Annick MacAskill: Woman as Riot


“Then come curtain-lectures in the live-long night.” –St Jerome

Our best shot was to ignore it—like a group
of dignified mute let gravity herd our cries,

take them into the earth. We could have stayed
silent: a supple garrulous throat you like

to jam things into; the pretty fatras for your
soirées. Instead we clucked our way into your

headlines, and now you’re worried and you’re
fired and you’re stripped and you’re fired. In shock,

we defame but we do not lie; categorically scandal,
we make you sick, we pile on smear; and truly,

your private life is no human right. Now you’re reeling
and you’re fired and you’re worried and you’re

fired. You purveyed more than the adventurous:
you cultured fear, threw the bodies in our rivers

and now they’re bobbing to the surface in the way
the Ancients said justice would always come

to light. Colluding salacious damage, they’re
rifled, taken. Now you’re victim and you’re

fired and you’re done and you’re fired because
one of us opened her throat, and we shouted.

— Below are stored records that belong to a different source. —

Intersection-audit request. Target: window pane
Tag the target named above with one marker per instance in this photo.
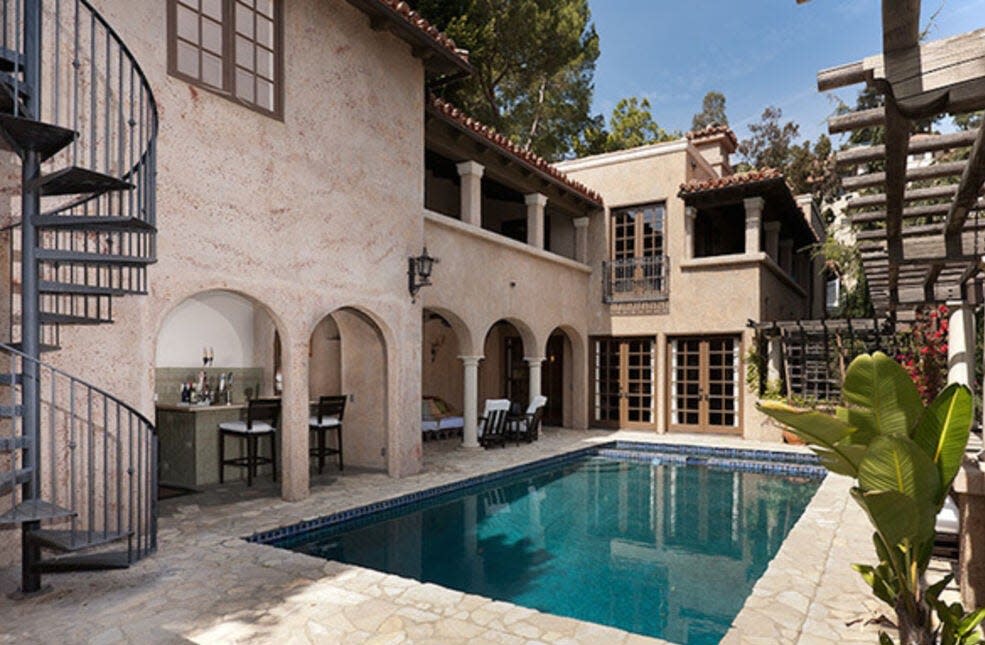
(212, 36)
(244, 21)
(187, 24)
(244, 52)
(244, 85)
(187, 59)
(211, 70)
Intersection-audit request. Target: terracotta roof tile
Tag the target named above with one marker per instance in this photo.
(505, 144)
(711, 131)
(739, 179)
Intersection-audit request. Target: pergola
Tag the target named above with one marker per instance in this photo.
(919, 230)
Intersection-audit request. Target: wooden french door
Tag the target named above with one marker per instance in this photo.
(704, 388)
(623, 382)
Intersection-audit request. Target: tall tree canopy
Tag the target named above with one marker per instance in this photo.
(630, 125)
(712, 112)
(534, 62)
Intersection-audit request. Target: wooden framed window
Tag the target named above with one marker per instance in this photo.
(231, 47)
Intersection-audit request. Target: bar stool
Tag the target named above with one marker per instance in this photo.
(261, 421)
(329, 417)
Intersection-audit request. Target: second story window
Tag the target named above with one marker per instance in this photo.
(232, 47)
(638, 268)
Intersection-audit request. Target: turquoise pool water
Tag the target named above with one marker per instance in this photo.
(670, 551)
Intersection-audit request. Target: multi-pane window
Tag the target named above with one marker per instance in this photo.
(229, 46)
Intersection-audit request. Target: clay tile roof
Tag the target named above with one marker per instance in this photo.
(711, 131)
(418, 21)
(529, 158)
(739, 179)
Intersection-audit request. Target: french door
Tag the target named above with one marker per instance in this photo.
(704, 384)
(623, 382)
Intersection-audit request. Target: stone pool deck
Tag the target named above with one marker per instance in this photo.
(207, 585)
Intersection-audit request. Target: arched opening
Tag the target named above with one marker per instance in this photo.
(442, 386)
(215, 352)
(504, 374)
(348, 356)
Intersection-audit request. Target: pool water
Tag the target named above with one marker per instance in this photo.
(670, 551)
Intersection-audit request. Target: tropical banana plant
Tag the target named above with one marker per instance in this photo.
(903, 457)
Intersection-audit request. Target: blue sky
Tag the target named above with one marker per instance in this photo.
(756, 52)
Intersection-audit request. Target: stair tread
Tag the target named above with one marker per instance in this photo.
(85, 562)
(81, 257)
(95, 223)
(71, 541)
(34, 510)
(76, 180)
(27, 134)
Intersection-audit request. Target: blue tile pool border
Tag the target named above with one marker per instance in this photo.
(741, 459)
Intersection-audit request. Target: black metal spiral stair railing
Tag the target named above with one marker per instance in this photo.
(77, 110)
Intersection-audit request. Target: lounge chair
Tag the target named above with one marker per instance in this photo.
(492, 423)
(528, 427)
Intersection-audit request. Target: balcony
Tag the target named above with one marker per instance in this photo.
(635, 279)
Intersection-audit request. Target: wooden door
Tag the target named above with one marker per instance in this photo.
(623, 382)
(704, 385)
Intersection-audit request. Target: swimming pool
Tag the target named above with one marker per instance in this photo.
(665, 542)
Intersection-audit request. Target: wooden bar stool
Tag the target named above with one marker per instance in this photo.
(262, 416)
(328, 417)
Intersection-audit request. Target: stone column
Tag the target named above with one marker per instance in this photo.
(772, 230)
(470, 404)
(535, 219)
(581, 239)
(535, 365)
(690, 215)
(754, 218)
(961, 344)
(470, 173)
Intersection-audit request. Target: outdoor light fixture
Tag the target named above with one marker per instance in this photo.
(419, 272)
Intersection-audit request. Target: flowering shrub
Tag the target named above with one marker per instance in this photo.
(923, 351)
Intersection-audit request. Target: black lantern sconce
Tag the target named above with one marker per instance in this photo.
(419, 272)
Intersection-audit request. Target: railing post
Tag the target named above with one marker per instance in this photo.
(30, 319)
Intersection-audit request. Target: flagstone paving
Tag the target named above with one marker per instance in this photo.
(208, 585)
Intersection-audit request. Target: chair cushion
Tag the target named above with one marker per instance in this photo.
(259, 427)
(327, 422)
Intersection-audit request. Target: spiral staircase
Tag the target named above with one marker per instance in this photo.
(78, 473)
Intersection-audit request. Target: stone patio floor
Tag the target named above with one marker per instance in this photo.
(206, 584)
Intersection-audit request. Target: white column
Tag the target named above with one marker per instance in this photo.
(470, 173)
(690, 214)
(961, 344)
(754, 218)
(470, 404)
(581, 239)
(535, 219)
(535, 365)
(772, 230)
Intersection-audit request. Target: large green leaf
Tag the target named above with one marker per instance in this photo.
(943, 431)
(824, 433)
(896, 464)
(886, 397)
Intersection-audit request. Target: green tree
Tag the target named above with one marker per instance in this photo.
(534, 63)
(712, 112)
(630, 125)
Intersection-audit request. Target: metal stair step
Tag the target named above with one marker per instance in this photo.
(105, 223)
(75, 180)
(13, 478)
(85, 562)
(11, 444)
(81, 257)
(34, 510)
(71, 541)
(27, 134)
(69, 288)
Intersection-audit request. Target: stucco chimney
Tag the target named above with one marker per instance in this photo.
(715, 143)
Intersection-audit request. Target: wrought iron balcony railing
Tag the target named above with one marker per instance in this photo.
(635, 279)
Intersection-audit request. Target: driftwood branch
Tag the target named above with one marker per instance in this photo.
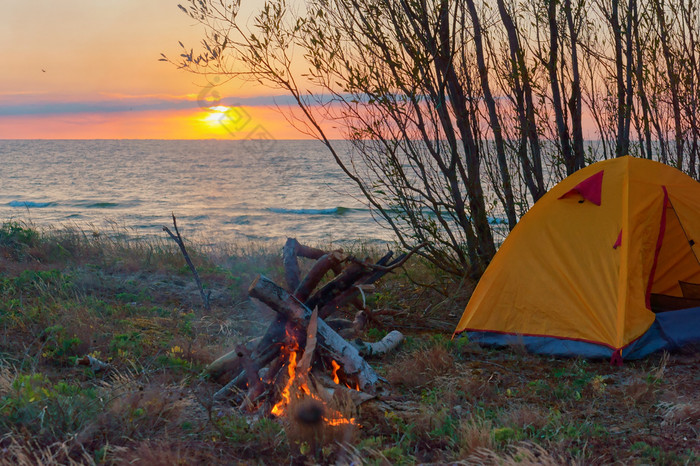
(281, 301)
(394, 265)
(318, 271)
(291, 265)
(304, 365)
(178, 239)
(392, 340)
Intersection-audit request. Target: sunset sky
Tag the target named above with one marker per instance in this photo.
(87, 69)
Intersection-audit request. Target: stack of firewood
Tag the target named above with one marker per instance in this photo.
(305, 339)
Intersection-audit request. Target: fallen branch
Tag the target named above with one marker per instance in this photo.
(178, 240)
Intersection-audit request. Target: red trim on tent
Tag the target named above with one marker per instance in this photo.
(618, 242)
(659, 242)
(591, 188)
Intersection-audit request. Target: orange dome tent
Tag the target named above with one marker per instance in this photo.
(606, 264)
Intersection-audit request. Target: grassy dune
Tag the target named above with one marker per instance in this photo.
(65, 294)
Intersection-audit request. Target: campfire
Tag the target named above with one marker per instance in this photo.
(309, 362)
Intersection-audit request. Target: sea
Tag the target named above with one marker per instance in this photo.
(221, 191)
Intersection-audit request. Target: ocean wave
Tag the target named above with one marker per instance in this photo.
(331, 211)
(29, 204)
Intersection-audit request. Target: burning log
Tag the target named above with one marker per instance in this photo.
(383, 346)
(279, 300)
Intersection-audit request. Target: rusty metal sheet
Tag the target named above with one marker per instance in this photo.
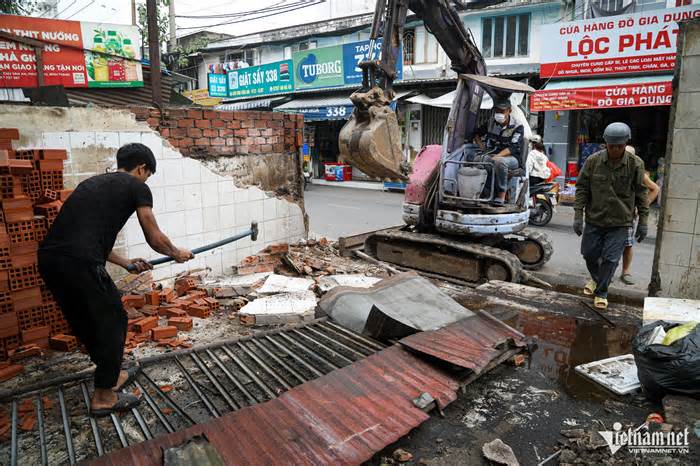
(470, 343)
(343, 417)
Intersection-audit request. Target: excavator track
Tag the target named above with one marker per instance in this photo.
(532, 247)
(469, 261)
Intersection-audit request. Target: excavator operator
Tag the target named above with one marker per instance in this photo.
(504, 148)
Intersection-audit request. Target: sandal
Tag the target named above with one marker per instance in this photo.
(132, 373)
(125, 402)
(626, 278)
(590, 287)
(600, 303)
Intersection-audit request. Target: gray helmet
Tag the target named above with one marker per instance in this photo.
(617, 133)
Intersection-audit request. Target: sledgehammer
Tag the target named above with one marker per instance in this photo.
(252, 232)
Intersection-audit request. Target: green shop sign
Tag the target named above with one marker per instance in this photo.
(318, 68)
(273, 78)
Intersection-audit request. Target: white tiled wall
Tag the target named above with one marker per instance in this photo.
(193, 205)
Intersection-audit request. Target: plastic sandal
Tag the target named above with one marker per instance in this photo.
(590, 287)
(125, 401)
(600, 302)
(132, 372)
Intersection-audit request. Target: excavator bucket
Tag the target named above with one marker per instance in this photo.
(371, 139)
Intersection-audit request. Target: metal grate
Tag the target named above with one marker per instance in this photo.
(214, 379)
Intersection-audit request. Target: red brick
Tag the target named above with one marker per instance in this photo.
(145, 324)
(183, 323)
(134, 300)
(63, 343)
(159, 333)
(194, 132)
(10, 371)
(186, 123)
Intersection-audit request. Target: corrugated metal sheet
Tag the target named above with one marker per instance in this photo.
(343, 417)
(470, 343)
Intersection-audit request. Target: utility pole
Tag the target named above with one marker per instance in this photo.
(172, 43)
(154, 51)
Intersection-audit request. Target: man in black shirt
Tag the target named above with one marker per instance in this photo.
(72, 263)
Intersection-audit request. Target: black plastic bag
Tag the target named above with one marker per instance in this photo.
(668, 369)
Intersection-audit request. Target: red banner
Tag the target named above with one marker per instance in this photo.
(628, 95)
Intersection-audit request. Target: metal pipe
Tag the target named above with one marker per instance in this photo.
(13, 448)
(263, 386)
(154, 407)
(315, 371)
(139, 419)
(251, 398)
(93, 423)
(355, 336)
(265, 367)
(66, 426)
(42, 431)
(167, 399)
(308, 351)
(325, 347)
(210, 406)
(120, 430)
(337, 335)
(278, 360)
(202, 367)
(335, 342)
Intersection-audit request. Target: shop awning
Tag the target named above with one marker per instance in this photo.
(337, 107)
(248, 104)
(445, 100)
(581, 94)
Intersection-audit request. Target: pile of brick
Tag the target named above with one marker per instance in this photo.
(159, 315)
(31, 194)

Annick MacAskill lives and writes in Toronto and London, Ontario. Her poetry has been published or is forthcoming in The Steel Chisel, CV2, and Arc. In 2014, she was longlisted for the CBC’s Canada Writes Poetry Prize and shortlisted for The Malahat Review’s Far Horizons Poetry Award. She is finishing her PhD at the University of Western Ontario in sixteenth-century French poetics.